Pour délicat qu’il soit, le travail d’équilibriste de Gürbaca et de son équipe artistique ne s’enlise jamais dans la mièvrerie. La violence intrinsèque de l’œuvre s’exprime d’autant mieux par contraste, à travers le chant et la gestuelle heurtée des personnages rustres du drame – la belle-mère incarnée par Elena Zhidkova, figée dans sa tenue amidonnée, aussi rigide que les préceptes par lesquels elle entend régir la vie de son fils et de sa bru; l’oncle Dikoj, auquel Tómas Tómasson confère une brutalité aussi animale qu’éthylique; et l’inquiétant Tikhon de Magnus Vigilius, poisseux de couardise. Les autres personnages du récit sont de braves villageois se débattant avec leurs désirs et leurs regrets, tentant de vivre sous le joug de lois morales, religieuses ou sociales dont ils s’accommodent plus ou moins bien. C’est là tout le dilemme de Katia, créature élémentaire d’une ferveur religieuse naïve mais d’une irrépressible vitalité sensuelle, qui s’épanche autant dans la contemplation de la nature que dans l’espoir d’éprouver un jour l’amour pour un autre homme que son terne mari. La soprano américaine Corinne Winters, rompue à l’esthétique janacekienne (elle était Jenůfa à Genève la saison dernière et a incarné Katia Kabanová pour la première fois cet été à Salzbourg) trouve pour donner vie à cette Bovary de la Volga des accents d’une candeur presque enfantine, impression renforcée par sa silhouette gracile – et comme dissonante, à mesure que s’épaissit le drame. Face à elle, la mezzo croate Ena Pongrac incarne avec un naturel mutin sa confidente Varvara. Double lumineux de Katia, elle est celle par qui « l’orage » métaphorique se déclenchera puisque c’est elle qui jette son amie dans les bras de Boris. Aleš Briscein campe cet amant falot avec une belle ambiguïté, comme s’il était lui-même écrasé par la force du sentiment qui l’habite et incapable de s’en saisir, ses déclarations d’amour sonnant comme des plainte angoissées. La grande scène nocturne de l’Acte II, baignée d’une ineffable tendresse, illustre cette double vision de l’amour : joueur et complice entre Varvara et l’instituteur Kudrjaš, auquel Sam Furness prête un bel aplomb vocal ; vibrant mais hésitant entre Katia et Boris, relégués en fond de scène dans une sorte de cadre oscillant, balançoire instable où se frôlent les deux amants aux timides étreintes.

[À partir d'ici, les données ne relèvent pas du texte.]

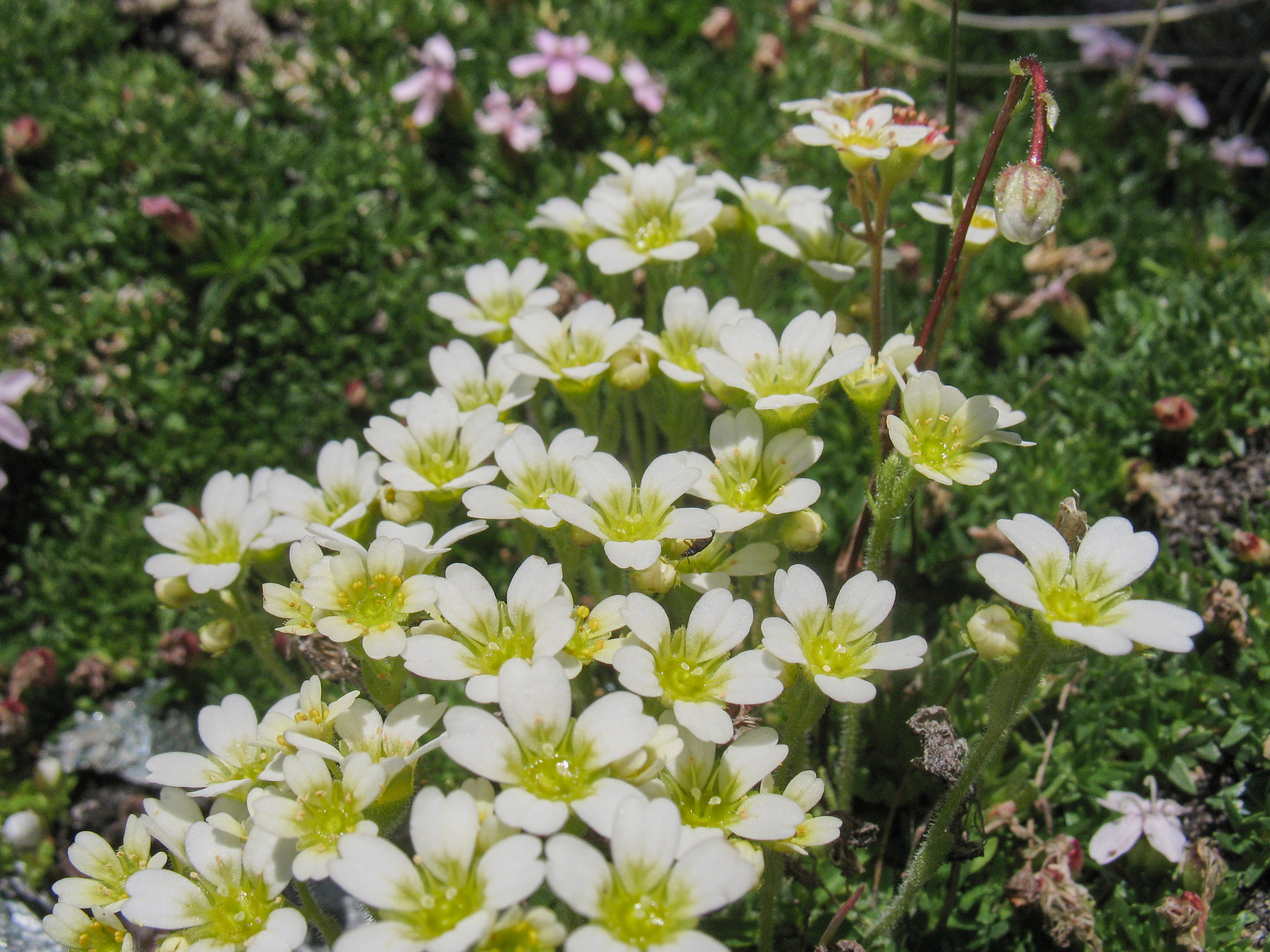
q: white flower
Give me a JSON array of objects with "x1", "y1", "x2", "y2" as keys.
[
  {"x1": 428, "y1": 258, "x2": 560, "y2": 342},
  {"x1": 649, "y1": 287, "x2": 755, "y2": 389},
  {"x1": 688, "y1": 407, "x2": 824, "y2": 532},
  {"x1": 763, "y1": 565, "x2": 926, "y2": 705},
  {"x1": 144, "y1": 472, "x2": 272, "y2": 594},
  {"x1": 833, "y1": 334, "x2": 922, "y2": 414},
  {"x1": 259, "y1": 674, "x2": 365, "y2": 756},
  {"x1": 146, "y1": 694, "x2": 274, "y2": 800},
  {"x1": 714, "y1": 171, "x2": 829, "y2": 229},
  {"x1": 794, "y1": 103, "x2": 930, "y2": 173},
  {"x1": 507, "y1": 301, "x2": 644, "y2": 394},
  {"x1": 674, "y1": 532, "x2": 781, "y2": 591},
  {"x1": 645, "y1": 715, "x2": 805, "y2": 849},
  {"x1": 613, "y1": 589, "x2": 784, "y2": 744},
  {"x1": 913, "y1": 195, "x2": 997, "y2": 254},
  {"x1": 464, "y1": 424, "x2": 600, "y2": 529},
  {"x1": 264, "y1": 439, "x2": 380, "y2": 545},
  {"x1": 43, "y1": 902, "x2": 132, "y2": 952},
  {"x1": 402, "y1": 556, "x2": 574, "y2": 705},
  {"x1": 330, "y1": 787, "x2": 542, "y2": 952},
  {"x1": 53, "y1": 816, "x2": 167, "y2": 913},
  {"x1": 975, "y1": 513, "x2": 1204, "y2": 655},
  {"x1": 249, "y1": 750, "x2": 388, "y2": 881},
  {"x1": 286, "y1": 694, "x2": 447, "y2": 798},
  {"x1": 583, "y1": 162, "x2": 722, "y2": 274},
  {"x1": 760, "y1": 770, "x2": 842, "y2": 855},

Lorsque, à l’orée du dernier acte, un orage bien réel éclate, c’est comme à son diapason que Katia surgit parmi la foule des villageois et, rongée de culpabilité, annonce à la foule son adultère avec Boris. Le chœur – étonnamment discret, pour un opéra de Janáček – se mue alors en foule haineuse, crachant son mépris sur l’infortunée. Un étrange ballet s’ensuit, magnifique inspiration de Tatjana Gürbaca : quelques jours après son aveu, devenue femme adultère battue par son mari, Katia retrouve Boris pour d’ultimes adieux – lui va être envoyé en Sibérie par son oncle, elle a déjà pris la décision de mettre fin à ses jours. Tandis que les deux amants, occupant cette fois l’avant-scène, échangent leurs dernières paroles et que Katia répète, comme un triste refrain, « je voulais te dire quelque chose », les personnages du drame apparaissent derrière eux et, chacun dans son coin, effectuent une série d’actions énigmatiques, répétées en boucle dans une logique de rêve : la Kabanicha se regarde dans un miroir tendu par sa domestique, Dikoj manque s’étouffer en mangeant une pomme, Tikhon refait à l’infini son nœud de cravate pendant que Varvara cire ses chaussures, une petite fille lance en l’air son ballon rouge… Il y a, dans ce manège temporel tragi-comique, quelque chose de l’inquiétante étrangeté du Tango de Zbigniew Rybczyński (court-métrage polonais de 1981). Comme si ne restait de la vie terrestre, si ingrate à Katia, qu’un simulacre absurde, dont la délivreront bientôt les flots glacés de la Volga…
On sait depuis Ernest Ansermet, grand défenseur de la musique de Bohuslav Martinů, qu’un peu de sang tchèque coule dans les veines de l’Orchestre de la Suisse romande. Ses musiciens sont à l’unisson de la réussite scénique et vocale de cette soirée, emmenés par un Tomáš Netopil qui sait les faire chanter dans son arbre généalogique (et dont la dernière incursion janáčekienne remontait à deux ans avec L’Affaire Makropoulos, déjà sur cette même scène).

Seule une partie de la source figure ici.